In autunno-inverno per esempio è periodo di darci alla pazza gioia green con tutta la famiglia dei broccoli e dei cavolfiori, (cavoli, cavolini di Bruxelles) ma è anche tempo di zucche, peperoni, bietole, cicorie, patate, porri, spinaci, carciofi, cardi. Ci sono anche ottime insalate invernali come il radicchio trevigiano, di Verona o di Castelfranco. Per quanto riguarda la frutta troviamo arance, mandarini, mandaranci, clementine, pompelmi, cedri, kiwi, limoni, pere, mele e melograni.

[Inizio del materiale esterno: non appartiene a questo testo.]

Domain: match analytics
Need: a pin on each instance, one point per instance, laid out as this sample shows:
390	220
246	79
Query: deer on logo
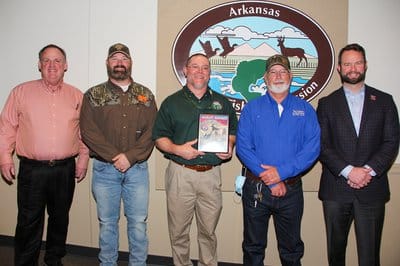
286	51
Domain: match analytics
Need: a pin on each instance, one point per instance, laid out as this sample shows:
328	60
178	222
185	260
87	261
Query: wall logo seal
239	36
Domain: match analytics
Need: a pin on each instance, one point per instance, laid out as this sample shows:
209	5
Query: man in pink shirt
40	122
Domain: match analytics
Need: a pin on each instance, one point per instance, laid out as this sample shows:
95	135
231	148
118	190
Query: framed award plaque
213	133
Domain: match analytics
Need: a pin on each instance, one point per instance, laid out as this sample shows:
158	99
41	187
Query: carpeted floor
76	256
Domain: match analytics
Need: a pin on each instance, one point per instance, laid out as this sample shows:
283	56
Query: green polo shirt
178	120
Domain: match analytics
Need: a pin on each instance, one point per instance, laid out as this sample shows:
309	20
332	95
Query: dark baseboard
93	252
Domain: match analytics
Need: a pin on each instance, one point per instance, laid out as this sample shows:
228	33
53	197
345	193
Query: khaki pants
190	192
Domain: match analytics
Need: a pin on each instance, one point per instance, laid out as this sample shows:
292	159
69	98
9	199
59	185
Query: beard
278	88
119	72
345	78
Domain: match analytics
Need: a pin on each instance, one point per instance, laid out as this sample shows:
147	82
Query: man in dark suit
359	143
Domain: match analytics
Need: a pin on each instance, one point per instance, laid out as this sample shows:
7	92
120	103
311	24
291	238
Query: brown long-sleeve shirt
113	121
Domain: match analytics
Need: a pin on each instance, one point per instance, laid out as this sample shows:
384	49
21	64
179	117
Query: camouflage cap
277	60
118	48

Con la primavera invece si iniziano ad assaporare i primi asparagi, la nota “barba di frate” (gli agretti), i carciofi, le carote, le puntarelle, e le insalate primaverili come cicorie, tarassaco, papavero, grumolo, valerianella. Verso aprile o maggio iniziano a comparire ciliegie, fragole, e con l’avvicinarsi dell’estate le prime albicocche, le susine e le pesche. L’estate infine è tempo di colori: zucchine, melanzane, peperoni, pomodori, cetrioli, cicorie, fave, ceci, lenticchie, fagioli, piselli, fagiolini, rapanelli, carote e bietole. Per quanto riguarda la frutta si aggiungono meloni, anguria, fichi, lamponi, more, ribes, mirtilli e le pere, che ci accompagnano verso l’autunno, insieme alla prima uva.

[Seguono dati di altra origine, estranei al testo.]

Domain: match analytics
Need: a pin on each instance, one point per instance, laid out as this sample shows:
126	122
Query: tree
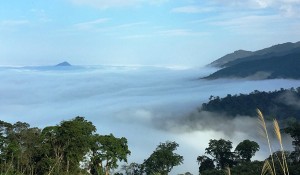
294	130
76	134
220	150
133	169
65	145
163	159
106	151
205	163
246	150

Senza contare gli sprechi.
“Il mio motto è sempre “meglio poco cibo che cibo da poco”. Si stima che lo spreco di cibo a monte nella grande distribuzione in Italia, cioè da mettere in conto nel momento stesso in cui un prodotto sale su un camion per essere distribuito, vari dal 40% al 60%. Come dire che su dieci mele appena raccolte, sappiamo già che mediamente la metà non sarà venduta. In filiere di altro tipo, come le cosiddette filiere corte o acquistando direttamente dai produttori senza intermediari, lo spreco si riduce al 5% al 10%. Un bel salto. Ampliando lo sguardo, la FAO stima che oltre un terzo del cibo prodotto al mondo vada perso.
Invece il pesce?
“Nel Mediterraneo abbiamo (ma non solo) il famoso pesce azzurro, ricco di Omega 3. Anche per il pesce esiste una stagionalità, legata al periodo di riproduzione delle specie, durante il quale non dovremmo avvicinarci a loro, anche se ci sono varietà come l’orata e il branzino che non hanno stagionalità. L’acciuga , la triglia e gli sgombri, invece, molto comuni sulle nostre tavole, ce l’hanno eccome. Andrebbero consumati freschi intorno a febbraio-marzo, mentre i crostacei e i frutti di mare sono prettamente estivi. Per il pesce però c’è anche un’altra questione, l’allevamento: oggi molto del pesce che troviamo in commercio è allevato, cioè nutrito a mangimi e quindi costa meno. Per quanto riguarda invece i metalli pesanti, si ha più timore di quanto effettivamente dovremmo averne, nel senso che al momento non ci sono studi scientifici che mostrano un aumento del rischio di certe malattie in relazione al consumo di pesce di grossa taglia per questo aspetto. Quanto parliamo di alimentazione, non dobbiamo buttare il bambino con l’acqua sporca”.